Num campeonato tão difícil e equilibrado como é o DTM, é sempre difícil apontar os favoritos. Mas você se coloca entre esses favoritos na luta pelo título? E quem você apontaria como outros nomes fortes para conquistar o campeonato?
Com o trabalho que fiz na pré-temporada junto com a equipe, nosso objetivo é lutar pelo campeonato. Temos a meta, talento e capacidade para chegar lá, então esse é nosso objetivo. Mas é muito prematuro da minha parte falar sobre favoritismo e falar que serei o número 1 da BMW para ganhar o título. Vejo que o Marco tem tudo para fazer uma grande temporada já que nosso carro mudou pouco em relação ao ano passado, então não vejo por que ele não possa repetir isso em 2015. Mas contando com todo o trabalho da RBM, tenho tudo para fazer um campeonato muito melhor que o de 2014 e certamente lutar pelo título. Para ser honesto, poderia apontar um piloto de cada construtora com condições de lutar pelo título: o Paul di Resta, da Mercedes, e o Mike Rockenfeller, da Audi.
Hoje você é a grande e única referência brasileira do DTM. Quem dos brasileiros, em sua opinião, você acha que poderia melhor se encaixar no estilo de categoria e competição que reina hoje?
Se você olhar para o grid da Stock Car, nós temos grandes nomes, e mais do que isso, temos grandes talentos. Mas tirando os nomes que estão nas categorias top, como Felipe Massa, Felipe Nasr, Helinho, Tony Kanaan, acho que talvez quem teria mais sucesso no DTM é o João Paulo de Oliveira, e vou te dizer por quê: pelo simples motivo de ele correr no Japão com um carro parecido com o do DTM, por estar acostumado com o estilo de corrida mais semelhante ao da categoria, com um downforce que é parecido com o do DTM, acho que ele se adaptaria melhor e mais rapidamente ao grid. Acho que a Stock Car tem grandes nomes, um nível excepcional, mas o carro é bastante diferente do DTM em todos os aspectos. Não duvido que muitos pilotos da Stock Car conseguiriam se adaptar à pilotagem do DTM, mas se eu tivesse de pegar um brasileiro para levar ao DTM, esse cara seria o João Paulo.
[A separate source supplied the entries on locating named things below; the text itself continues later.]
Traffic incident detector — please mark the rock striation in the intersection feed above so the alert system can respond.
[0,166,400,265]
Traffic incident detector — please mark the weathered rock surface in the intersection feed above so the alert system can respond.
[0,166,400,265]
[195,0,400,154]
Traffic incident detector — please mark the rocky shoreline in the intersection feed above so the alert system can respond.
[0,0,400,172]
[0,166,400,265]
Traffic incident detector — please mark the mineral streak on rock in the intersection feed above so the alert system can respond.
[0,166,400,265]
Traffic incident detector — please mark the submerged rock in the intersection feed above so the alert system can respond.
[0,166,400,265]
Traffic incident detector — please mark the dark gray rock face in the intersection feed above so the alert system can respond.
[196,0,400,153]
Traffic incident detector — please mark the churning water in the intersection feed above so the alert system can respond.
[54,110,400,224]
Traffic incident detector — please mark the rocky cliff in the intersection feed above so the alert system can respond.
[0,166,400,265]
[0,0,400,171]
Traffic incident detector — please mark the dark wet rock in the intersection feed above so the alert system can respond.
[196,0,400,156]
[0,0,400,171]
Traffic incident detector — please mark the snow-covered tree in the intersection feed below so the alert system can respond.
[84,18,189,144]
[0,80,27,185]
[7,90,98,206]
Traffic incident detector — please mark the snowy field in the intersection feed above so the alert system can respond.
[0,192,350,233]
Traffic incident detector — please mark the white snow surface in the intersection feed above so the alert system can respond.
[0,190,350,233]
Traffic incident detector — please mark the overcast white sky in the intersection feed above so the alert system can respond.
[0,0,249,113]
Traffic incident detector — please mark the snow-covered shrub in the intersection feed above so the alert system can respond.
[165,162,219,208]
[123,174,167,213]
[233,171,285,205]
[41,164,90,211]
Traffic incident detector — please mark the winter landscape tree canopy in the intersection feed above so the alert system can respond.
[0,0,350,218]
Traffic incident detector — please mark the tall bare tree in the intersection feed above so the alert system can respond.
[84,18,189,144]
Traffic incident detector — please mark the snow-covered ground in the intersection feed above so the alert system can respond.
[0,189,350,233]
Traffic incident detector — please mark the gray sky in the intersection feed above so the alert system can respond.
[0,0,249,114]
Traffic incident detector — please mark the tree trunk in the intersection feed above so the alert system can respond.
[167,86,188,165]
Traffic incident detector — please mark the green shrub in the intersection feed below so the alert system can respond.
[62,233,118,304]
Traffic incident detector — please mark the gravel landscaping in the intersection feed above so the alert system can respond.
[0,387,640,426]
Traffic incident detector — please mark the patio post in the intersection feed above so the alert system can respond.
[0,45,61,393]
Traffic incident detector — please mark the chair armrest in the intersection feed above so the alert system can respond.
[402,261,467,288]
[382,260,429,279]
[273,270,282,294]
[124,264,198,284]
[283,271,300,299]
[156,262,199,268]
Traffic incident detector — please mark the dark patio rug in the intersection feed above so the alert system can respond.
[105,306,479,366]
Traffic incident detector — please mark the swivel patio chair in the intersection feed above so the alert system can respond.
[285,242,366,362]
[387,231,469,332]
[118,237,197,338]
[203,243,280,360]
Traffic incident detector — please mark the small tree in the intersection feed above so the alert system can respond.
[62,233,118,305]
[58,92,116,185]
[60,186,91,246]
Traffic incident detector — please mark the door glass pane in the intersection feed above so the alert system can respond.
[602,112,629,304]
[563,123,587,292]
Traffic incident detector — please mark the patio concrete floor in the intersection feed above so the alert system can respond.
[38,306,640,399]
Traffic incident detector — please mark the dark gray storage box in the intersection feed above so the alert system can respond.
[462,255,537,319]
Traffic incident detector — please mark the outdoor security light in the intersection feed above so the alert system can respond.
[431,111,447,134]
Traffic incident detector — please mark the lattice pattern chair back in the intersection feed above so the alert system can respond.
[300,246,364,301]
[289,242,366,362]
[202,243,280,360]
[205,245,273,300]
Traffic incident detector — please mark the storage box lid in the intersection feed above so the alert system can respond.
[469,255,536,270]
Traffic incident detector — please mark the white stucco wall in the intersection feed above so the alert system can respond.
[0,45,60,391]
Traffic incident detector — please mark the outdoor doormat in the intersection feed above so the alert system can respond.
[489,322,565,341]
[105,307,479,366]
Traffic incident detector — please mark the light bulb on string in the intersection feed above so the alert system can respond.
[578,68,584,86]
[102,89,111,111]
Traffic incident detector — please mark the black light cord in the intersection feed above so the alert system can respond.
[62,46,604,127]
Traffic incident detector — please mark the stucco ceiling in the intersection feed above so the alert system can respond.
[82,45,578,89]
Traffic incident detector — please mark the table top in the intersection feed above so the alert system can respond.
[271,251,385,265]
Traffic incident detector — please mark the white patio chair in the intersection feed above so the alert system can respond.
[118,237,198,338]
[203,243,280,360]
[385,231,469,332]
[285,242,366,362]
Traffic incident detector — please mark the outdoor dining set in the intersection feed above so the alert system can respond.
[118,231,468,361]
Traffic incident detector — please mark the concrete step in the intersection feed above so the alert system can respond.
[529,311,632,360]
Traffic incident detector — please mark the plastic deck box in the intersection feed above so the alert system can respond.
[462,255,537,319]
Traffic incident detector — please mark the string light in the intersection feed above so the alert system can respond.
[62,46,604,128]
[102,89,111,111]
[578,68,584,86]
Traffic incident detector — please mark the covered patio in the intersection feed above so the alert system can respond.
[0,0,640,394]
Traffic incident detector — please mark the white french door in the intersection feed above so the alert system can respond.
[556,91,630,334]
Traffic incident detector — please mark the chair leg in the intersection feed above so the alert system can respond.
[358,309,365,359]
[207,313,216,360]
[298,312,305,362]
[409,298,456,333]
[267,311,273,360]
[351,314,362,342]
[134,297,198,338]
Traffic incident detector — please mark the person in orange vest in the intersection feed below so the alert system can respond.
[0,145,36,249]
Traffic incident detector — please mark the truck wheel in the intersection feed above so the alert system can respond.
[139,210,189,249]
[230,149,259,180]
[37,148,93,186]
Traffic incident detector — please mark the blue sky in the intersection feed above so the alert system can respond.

Você vai para seu quarto ano no DTM agora em 2015. De lá para cá, no que você considera que evoluiu como piloto competindo numa categoria tão forte e equilibrada?
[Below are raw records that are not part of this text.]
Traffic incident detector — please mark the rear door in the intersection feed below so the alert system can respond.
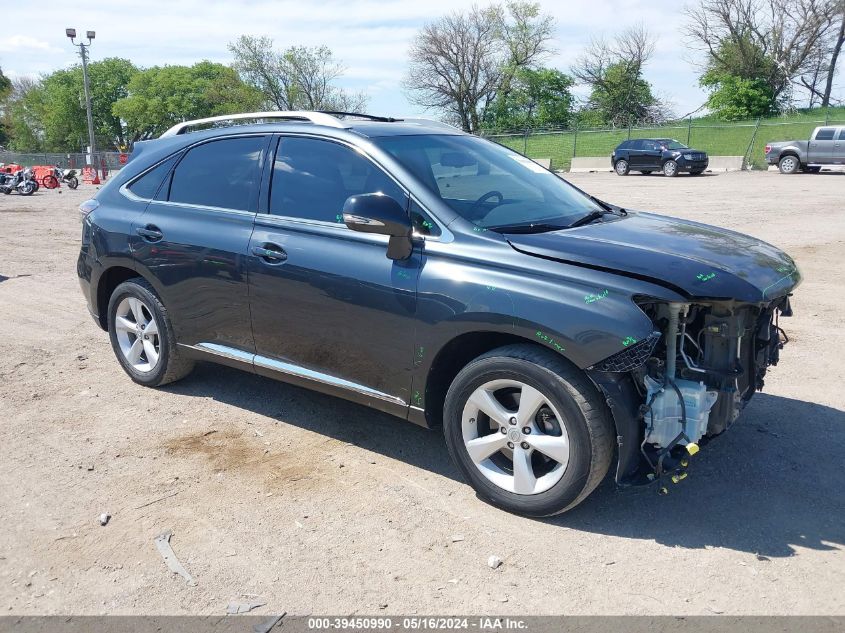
[831,126,845,165]
[133,134,271,353]
[249,135,421,415]
[642,141,663,171]
[807,127,836,164]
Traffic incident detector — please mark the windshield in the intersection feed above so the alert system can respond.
[372,135,602,230]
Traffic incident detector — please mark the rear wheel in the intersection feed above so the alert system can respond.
[613,158,631,176]
[108,277,194,387]
[663,159,678,178]
[778,156,801,174]
[444,345,613,517]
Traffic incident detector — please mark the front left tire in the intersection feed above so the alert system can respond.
[108,277,194,387]
[443,344,615,517]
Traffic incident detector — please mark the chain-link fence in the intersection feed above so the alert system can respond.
[481,117,845,170]
[0,151,123,173]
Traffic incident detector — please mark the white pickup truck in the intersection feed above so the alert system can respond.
[766,125,845,174]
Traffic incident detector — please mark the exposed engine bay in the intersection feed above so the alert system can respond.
[593,296,792,490]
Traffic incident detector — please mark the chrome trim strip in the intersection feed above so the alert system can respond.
[253,354,408,407]
[179,343,408,407]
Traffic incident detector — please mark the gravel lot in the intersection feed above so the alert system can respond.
[0,173,845,614]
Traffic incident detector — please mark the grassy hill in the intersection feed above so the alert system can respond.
[489,107,845,169]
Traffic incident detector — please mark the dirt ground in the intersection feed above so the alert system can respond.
[0,173,845,615]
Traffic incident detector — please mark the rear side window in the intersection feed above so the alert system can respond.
[270,137,407,223]
[168,136,267,211]
[127,154,179,200]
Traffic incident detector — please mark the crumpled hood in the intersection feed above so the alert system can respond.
[505,212,801,303]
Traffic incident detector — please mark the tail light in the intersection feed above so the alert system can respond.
[79,198,100,220]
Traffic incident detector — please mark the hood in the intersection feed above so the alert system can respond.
[505,212,801,303]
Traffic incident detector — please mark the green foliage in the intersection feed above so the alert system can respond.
[588,61,657,126]
[483,68,574,130]
[702,74,778,121]
[700,35,788,121]
[112,61,262,140]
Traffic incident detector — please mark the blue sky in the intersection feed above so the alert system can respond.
[0,0,744,116]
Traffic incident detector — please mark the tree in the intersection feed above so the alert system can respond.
[686,0,842,104]
[404,2,554,132]
[0,68,12,147]
[112,61,262,142]
[572,26,666,125]
[484,68,574,130]
[229,35,367,112]
[700,38,789,121]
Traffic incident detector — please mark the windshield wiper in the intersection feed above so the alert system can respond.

Acho que em nenhuma outra categoria do mundo hoje um piloto tem de trabalhar tantos nos detalhes como no DTM. A busca pela perfeição é extrema. Como os carros, depois do fim do ano, ficam ‘congelados’, e a homologação já foi feita, e não podem ser implementadas grandes mudanças, você trabalha na busca pelo detalhe, tanto na condução do piloto quanto na do carro, do trabalho em equipe. É um trabalho muito cansativo, exige empenho na busca pelos limites. É a categoria que faz o piloto trabalhar o máximo consigo mesmo para melhorar suas qualidades.
Para finalizar: o que o torcedor brasileiro pode esperar do Augusto Farfus para 2015?
O torcedor brasileiro pode esperar, sem dúvida nenhuma, comprometimento total e trabalho ainda mais duro em relação aos dois últimos anos. E o trabalho que foi feito durante a pré-temporada no inverno foi para levar o título do DTM para o Brasil. Vamos estar na briga! Então conto com a torcida de todos!